C’est désormais inscrit dans le Code de la Route : on est passé d’une pratique à une circulation interfiles inscrite noir sur blanc. Belle surprise en ce début 2025 alors que, dans les derniers jours de 2024, cela n’avait plus cours et que le 1er janvier, le gouvernement n’avait fait que prolonger de six mois le fait de doubler entre les voitures à l’arrêt. Deux millions et demi d’engins sont concernés. Surtout dans le Midi.
N’en déplaise aux pisse-vinaigre, au nom de la “fluidité” et même de la Sécurité routière, le gouvernement a enfin légalisé la fameuse circulation interfiles des motards qui vient d’être légalisée. Une première ! Un décret est sorti la nuit dernière. Une très bonne nouvelle après un flou artistique de plusieurs semaines. De quoi apaiser les motards en colère. Comme le dit Eric Thiollier, animateur du réseau d’antennes de la Fédération des Motards en Colère : “Dans les tuyaux depuis plusieurs années, c’était finalement attendu, dit-il. A cause des fortes turbulences – l’organisation des JO de Paris, la dissolution… – il n’arrive que maintenant.”
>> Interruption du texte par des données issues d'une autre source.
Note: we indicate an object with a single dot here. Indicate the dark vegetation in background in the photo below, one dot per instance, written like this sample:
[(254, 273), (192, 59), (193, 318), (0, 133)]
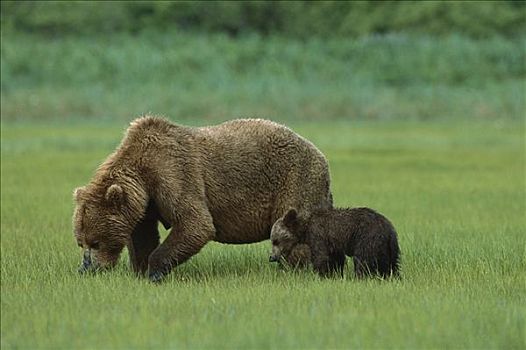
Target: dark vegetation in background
[(282, 60), (298, 19)]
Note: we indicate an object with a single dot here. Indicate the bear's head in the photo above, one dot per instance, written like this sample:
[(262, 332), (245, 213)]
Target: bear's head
[(102, 223), (285, 235)]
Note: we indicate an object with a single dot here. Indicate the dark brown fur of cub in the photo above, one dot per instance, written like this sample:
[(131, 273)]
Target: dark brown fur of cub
[(362, 233)]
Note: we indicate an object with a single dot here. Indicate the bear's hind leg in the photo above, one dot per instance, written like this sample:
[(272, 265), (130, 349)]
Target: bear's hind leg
[(144, 239)]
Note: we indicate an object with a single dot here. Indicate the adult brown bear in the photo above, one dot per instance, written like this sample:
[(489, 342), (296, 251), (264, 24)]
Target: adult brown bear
[(228, 183)]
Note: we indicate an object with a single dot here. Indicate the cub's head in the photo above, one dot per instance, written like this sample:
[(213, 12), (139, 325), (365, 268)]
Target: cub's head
[(101, 225), (285, 235)]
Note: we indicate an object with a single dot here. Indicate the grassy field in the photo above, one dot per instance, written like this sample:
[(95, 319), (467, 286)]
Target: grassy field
[(455, 191)]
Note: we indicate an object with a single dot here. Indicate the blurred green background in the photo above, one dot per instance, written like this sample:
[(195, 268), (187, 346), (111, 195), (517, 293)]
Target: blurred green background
[(281, 60)]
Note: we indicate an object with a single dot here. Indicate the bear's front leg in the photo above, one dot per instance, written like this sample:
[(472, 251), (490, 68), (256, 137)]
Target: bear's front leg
[(184, 240), (144, 239)]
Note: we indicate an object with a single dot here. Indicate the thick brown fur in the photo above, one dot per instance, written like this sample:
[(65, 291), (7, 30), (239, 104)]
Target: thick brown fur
[(228, 183), (331, 234)]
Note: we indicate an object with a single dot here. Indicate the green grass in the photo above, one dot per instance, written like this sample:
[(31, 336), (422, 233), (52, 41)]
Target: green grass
[(455, 191), (214, 77)]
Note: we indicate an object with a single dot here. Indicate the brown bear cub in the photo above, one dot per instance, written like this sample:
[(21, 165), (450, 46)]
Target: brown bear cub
[(362, 233)]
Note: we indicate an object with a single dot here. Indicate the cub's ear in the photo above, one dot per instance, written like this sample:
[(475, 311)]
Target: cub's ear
[(115, 194), (290, 218), (78, 193)]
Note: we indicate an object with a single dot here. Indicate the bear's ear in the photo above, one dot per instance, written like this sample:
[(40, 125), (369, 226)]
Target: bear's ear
[(78, 193), (115, 195), (290, 218)]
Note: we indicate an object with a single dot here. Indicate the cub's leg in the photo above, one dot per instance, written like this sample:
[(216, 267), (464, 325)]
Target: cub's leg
[(321, 260), (337, 263)]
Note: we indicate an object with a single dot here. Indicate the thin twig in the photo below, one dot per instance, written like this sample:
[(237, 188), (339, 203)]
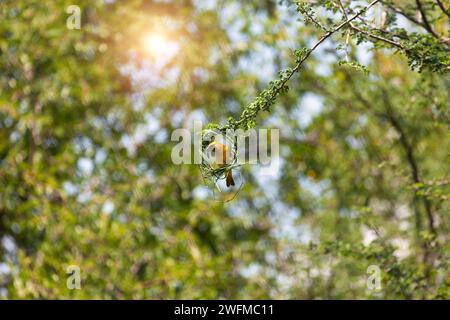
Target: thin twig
[(310, 51), (441, 5), (425, 19)]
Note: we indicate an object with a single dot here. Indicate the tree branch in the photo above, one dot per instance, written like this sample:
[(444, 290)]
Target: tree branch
[(282, 85), (441, 5)]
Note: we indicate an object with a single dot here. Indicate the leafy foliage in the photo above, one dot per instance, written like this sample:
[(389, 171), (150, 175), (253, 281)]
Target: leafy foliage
[(85, 171)]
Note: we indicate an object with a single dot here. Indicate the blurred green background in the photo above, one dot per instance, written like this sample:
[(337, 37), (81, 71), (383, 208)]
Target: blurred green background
[(86, 176)]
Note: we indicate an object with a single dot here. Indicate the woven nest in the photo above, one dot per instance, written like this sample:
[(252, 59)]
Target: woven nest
[(210, 170)]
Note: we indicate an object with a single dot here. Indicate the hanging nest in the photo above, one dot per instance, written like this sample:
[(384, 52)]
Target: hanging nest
[(209, 168)]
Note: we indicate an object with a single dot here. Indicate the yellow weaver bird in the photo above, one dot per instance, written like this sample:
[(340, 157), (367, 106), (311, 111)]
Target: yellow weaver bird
[(221, 158)]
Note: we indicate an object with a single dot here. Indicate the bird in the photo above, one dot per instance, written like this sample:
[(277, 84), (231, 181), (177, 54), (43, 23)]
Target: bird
[(221, 158)]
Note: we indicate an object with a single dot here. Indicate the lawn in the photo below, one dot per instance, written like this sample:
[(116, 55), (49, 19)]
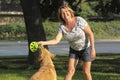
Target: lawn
[(105, 67)]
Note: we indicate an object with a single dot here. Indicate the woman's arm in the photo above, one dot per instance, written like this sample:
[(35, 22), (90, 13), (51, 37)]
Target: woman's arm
[(90, 34), (54, 41)]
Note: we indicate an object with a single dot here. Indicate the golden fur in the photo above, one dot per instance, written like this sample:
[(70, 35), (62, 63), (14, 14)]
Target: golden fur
[(47, 70)]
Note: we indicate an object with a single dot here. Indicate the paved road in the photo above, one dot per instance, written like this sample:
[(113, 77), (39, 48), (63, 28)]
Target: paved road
[(21, 48)]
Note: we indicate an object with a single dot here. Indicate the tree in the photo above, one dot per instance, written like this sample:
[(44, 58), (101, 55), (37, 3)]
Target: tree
[(33, 21)]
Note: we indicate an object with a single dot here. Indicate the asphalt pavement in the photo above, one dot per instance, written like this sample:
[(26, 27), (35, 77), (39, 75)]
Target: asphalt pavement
[(21, 47)]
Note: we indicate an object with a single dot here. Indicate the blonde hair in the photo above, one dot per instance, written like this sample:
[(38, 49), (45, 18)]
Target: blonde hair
[(65, 7)]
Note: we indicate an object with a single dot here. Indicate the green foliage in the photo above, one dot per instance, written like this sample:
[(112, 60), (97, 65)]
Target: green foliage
[(12, 32), (50, 28), (87, 11)]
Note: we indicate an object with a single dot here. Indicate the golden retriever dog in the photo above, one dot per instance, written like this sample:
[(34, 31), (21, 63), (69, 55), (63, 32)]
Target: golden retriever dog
[(47, 69)]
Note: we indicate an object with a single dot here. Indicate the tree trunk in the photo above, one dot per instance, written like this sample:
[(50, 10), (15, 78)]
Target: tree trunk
[(33, 22)]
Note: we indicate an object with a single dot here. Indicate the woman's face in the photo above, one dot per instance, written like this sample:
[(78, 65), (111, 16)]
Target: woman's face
[(65, 13)]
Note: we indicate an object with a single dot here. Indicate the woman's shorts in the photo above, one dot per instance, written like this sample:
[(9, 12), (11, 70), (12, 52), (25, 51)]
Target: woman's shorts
[(83, 55)]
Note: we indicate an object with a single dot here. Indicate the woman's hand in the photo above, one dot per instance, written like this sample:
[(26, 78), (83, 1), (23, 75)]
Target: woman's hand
[(92, 53)]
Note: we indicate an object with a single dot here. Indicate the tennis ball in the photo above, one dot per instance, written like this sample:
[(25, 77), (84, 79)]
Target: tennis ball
[(34, 46)]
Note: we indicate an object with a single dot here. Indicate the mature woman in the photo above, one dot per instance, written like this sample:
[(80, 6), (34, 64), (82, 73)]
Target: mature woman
[(80, 38)]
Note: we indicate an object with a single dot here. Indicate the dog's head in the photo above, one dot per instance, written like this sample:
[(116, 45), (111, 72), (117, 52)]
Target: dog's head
[(44, 53)]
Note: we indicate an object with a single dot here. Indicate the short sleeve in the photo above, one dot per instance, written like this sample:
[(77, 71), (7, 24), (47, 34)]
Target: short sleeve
[(82, 22)]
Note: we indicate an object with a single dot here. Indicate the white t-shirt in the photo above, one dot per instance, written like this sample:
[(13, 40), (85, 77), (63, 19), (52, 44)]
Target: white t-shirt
[(76, 38)]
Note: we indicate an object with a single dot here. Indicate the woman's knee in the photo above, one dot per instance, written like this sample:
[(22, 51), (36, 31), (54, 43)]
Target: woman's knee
[(71, 71)]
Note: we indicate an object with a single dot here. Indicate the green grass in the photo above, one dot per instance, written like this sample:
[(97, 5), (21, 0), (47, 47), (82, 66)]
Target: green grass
[(105, 67)]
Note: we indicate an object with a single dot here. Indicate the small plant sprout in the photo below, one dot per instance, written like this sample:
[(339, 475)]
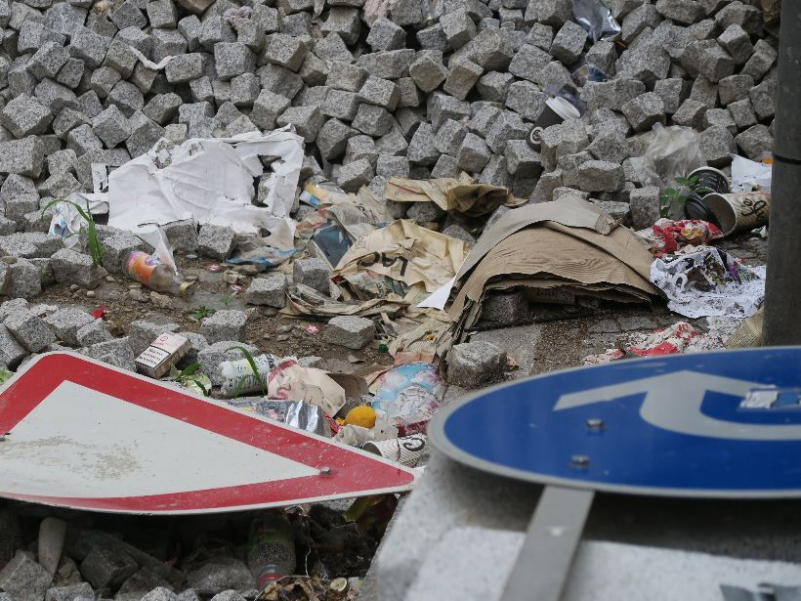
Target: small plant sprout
[(202, 312), (675, 198), (95, 248), (253, 368)]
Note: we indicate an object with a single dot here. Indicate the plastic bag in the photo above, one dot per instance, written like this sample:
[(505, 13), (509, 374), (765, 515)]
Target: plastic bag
[(238, 376), (297, 414), (155, 237), (668, 236), (673, 152), (409, 395), (596, 19), (747, 175), (709, 283)]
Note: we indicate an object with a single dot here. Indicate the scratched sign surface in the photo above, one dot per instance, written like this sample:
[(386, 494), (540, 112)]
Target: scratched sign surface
[(80, 434), (704, 425)]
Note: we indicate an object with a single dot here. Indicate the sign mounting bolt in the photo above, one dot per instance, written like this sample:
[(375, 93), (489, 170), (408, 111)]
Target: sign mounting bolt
[(580, 461)]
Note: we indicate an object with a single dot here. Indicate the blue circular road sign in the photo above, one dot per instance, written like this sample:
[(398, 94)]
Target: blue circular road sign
[(721, 424)]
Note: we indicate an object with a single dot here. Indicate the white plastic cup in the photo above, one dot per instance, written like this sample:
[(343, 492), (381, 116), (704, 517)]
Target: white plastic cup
[(739, 212), (406, 450)]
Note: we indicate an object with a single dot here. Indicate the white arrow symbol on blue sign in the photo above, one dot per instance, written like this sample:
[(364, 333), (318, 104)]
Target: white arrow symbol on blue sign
[(673, 402)]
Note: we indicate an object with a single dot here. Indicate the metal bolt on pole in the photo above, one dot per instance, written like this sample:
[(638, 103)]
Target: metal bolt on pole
[(782, 322)]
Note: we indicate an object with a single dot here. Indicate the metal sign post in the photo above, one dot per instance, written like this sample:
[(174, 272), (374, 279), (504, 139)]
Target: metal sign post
[(713, 425)]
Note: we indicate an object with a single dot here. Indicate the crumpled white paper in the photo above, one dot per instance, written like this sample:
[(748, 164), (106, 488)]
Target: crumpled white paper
[(210, 180), (747, 175), (709, 283)]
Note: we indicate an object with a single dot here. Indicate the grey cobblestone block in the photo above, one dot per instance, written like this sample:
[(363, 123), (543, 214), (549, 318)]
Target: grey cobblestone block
[(94, 332), (313, 273), (346, 76), (333, 138), (458, 28), (755, 142), (268, 291), (473, 364), (361, 147), (386, 35), (373, 120), (522, 160), (392, 166), (267, 108), (391, 64), (72, 267), (117, 353), (422, 150), (380, 92), (286, 51), (111, 126), (89, 47), (449, 137), (24, 280), (65, 324), (600, 176), (473, 154), (427, 70), (232, 59), (644, 111), (353, 175), (23, 157), (308, 120), (348, 331), (30, 331), (722, 118), (345, 22), (463, 75), (25, 116), (763, 98), (215, 241), (569, 43), (717, 146)]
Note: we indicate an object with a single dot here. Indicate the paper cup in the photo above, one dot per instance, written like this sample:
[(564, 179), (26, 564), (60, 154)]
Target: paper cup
[(739, 212), (406, 451), (556, 110), (695, 208), (712, 179)]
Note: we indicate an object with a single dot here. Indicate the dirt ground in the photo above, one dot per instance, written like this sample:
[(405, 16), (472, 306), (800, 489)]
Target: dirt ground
[(126, 301)]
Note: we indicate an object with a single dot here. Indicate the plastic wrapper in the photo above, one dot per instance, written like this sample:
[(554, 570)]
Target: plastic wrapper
[(747, 175), (596, 19), (282, 379), (409, 395), (297, 414), (239, 377), (673, 152), (681, 337), (709, 283), (668, 237), (356, 436)]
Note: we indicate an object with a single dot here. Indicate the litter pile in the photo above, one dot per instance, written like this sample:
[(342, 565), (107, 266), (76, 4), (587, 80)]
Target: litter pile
[(357, 170)]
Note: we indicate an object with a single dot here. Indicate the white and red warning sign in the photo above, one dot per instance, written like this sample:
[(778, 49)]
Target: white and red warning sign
[(80, 434)]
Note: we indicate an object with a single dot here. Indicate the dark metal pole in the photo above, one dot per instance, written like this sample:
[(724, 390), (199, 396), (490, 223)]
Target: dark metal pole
[(782, 323)]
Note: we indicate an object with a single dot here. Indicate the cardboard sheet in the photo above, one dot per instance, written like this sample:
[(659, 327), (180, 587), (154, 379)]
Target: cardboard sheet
[(405, 252), (451, 194), (556, 252)]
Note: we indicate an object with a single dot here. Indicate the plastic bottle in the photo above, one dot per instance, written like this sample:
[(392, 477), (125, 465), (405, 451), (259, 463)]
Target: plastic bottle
[(271, 548), (147, 269)]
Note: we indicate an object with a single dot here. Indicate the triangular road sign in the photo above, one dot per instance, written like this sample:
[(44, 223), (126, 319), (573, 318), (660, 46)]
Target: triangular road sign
[(85, 435)]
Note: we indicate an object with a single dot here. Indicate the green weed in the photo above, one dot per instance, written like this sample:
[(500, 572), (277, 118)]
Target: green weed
[(95, 248)]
L’Hexagone compte quelque 4 millions de deux-roues motorisés, dont 2,5 millions qui ne sont pas des cyclos de petite cylindrée. Ce sont ces 2,5 millions d’engins qui sont concernés puisque les seuls à pouvoir circuler sur les autoroutes. “C’est du gagnant-gagnant, ose Eric Thiollier : une moto de moins dans les bouchons, c’est une lace de plus pour les voitures ! C’est la victoire du bon sens.”
Une pratique sûre et facile à comprendre, à pratiquer, à enseigner et à verbaliser, le cas échéant
Quand la circulation est dense voire bouchées, le motard a désormais le droit de doubler entre les voitures, à certaines conditions. “A l’issue des deux campagnes d’expérimentation, la circulation en inter-files (CIF) des motos à deux et trois roues est généralisée, par le décret n° 2025-33 du 9 janvier 2025 relatif aux règles de la circulation en inter-files pour certains véhicules à deux ou trois roues motorisés paru au JO ce jour. La CIF est désormais définie et encadrée par le code de la route. Une sanction spécifique de non-respect des conditions de pratique de la CIF est créée. La généralisation est l’aboutissement d’un processus de plusieurs années d’observations et d’évaluations”, valide la Sécurité routière.
Attention, il y a des règles précises : la circulation en inter-files consiste à circuler entre les voies les plus à gauche en deux-roues ou trois-roues motorisés, lorsque les files des autres véhicules sont à l’arrêt ou roulent à vitesse très réduite.
“Accidentalité stable”
Deux campagnes d’expérimentation successives (2016 – 2021 et 2021 – 2024) ont fait l’objet d’évaluations par le Céréma, un organisme gouvernemental. Le dernier rapport valide les modalités d’une pratique sécurisée. Il indique notamment une accidentalité stable, et souligne que les enjeux sont concentrés sur les conducteurs de deux-roues motorisés qui ne respectent pas les règles définies, principalement la vitesse. Le rapport préconise d’introduire la possibilité d’une verbalisation sans interception des contrevenants, pour agir sur les comportements et réduire les prises de risques.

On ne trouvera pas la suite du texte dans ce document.